Fini le monopole américain ?

Titre original :  Canal du Nicaragua: fini le monopole américain de Panama?
Mai 2015. Agence Spoutnik News. URL : http://fr.sputniknews.com/international/20150520/1016174296.html#ixzz3ai5RWeV3

 

nicaragua

(Les bobos – les petits bourgeois de la gauche écolo et pseudo anti-impérialiste sont très fiers d’annoncer que la clan impérialiste Russo-chinois lance une offensive économique contre l’alliance concurrente – OTAN-USA – en créant le canal du Nicaragua. Le polichinelle Ortega, Président du Nicaragua, joue l’anti-impérialiste en offrant la sueur de la main d’œuvre  du Nicaragua  et les ressources du pays  à l’un des clans impérialiste contre l’autre clan impérialiste. Au bout du compte les ouvriers du Nicaragua et des pays environnants serviront de chair de labeur – puis qui sait – de chair à canon dans cette guerre économique puis diplomatique, puis militaire inter-impérialiste. Ortega espère changer sa  Jeep Cherokee luxueuse avec les bénéfices et les prébendes russo-chinoises. Les impérialistes étatsuniens en déconfiture sont harcelés jusque dans leur cour arrière… rien de réjouissant pour les prolétaires de ce monde.   Robert Bibeau)

La construction du nouveau canal reliant les océans Atlantique et Pacifique risque de priver les États-Unis du monopole dans la région en donnant la carte blanche aux pays émergents.
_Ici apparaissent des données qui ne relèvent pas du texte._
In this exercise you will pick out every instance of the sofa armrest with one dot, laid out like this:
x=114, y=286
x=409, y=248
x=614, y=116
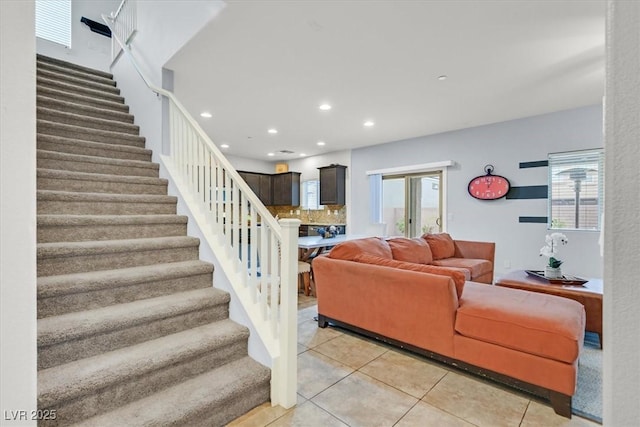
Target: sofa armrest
x=412, y=307
x=475, y=250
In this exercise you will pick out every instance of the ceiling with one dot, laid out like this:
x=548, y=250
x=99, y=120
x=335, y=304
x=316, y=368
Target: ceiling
x=270, y=64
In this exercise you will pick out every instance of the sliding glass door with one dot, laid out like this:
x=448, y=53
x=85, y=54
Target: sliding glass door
x=412, y=204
L’ambitieux projet sur la construction du canal du Nicaragua, sensé devenir une alternative au canal de Panama, franchit une nouvelle étape. L’étude de faisabilité du projet et un rapport d’experts relatif à son impact socio-économique et environnemental, que les investisseurs et les parties prenantes attendent depuis un moment, seront rendus publics en mai, a annoncé le représentant commercial de la Russie au Nicaragua Petr Pankratov.Cela fait des années que l’idée de construire une voie alternative reliant l’Atlatique et le Pacifique existe au Nicaragua. Mais sa réalisation est devenue possible sous la présidence de Daniel Ortega, au pouvoir depuis 2007, qui a réussi à attirer les investissements dans le pays. En 2012, l’Assemblée nationale du Nicaragua a adopté le projet de la construction du Grand canal inter-océanique du Nicaragua, mais ce n’est qu’en décembre 2014 que sa mise en œuvre a finalement été lancée.

Le canal aura une longueur d’environ 280 km et coûtera 50 milliards de dollars. Sa construction, confiée à l’entreprise chinoise HK Nicaragua Canal Development Investment (HKND), devrait être terminée vers 2019.

Outre la construction du canal, le projet comprend la construction de l’infrastructure nécessaire, d’un aéroport international, des ports et d’un oléoduc. Les autorités du pays y placent de grands espoirs. Selon le fils du président nicaraguayen Laureano Ortega, la réalisation du projet contribuera à redresser l’économie du pays via la création de nouveaux emplois, la mise en place d’une zone de libre-échange, le développement d’un réseau de transports et l’attrait des investissements étrangers.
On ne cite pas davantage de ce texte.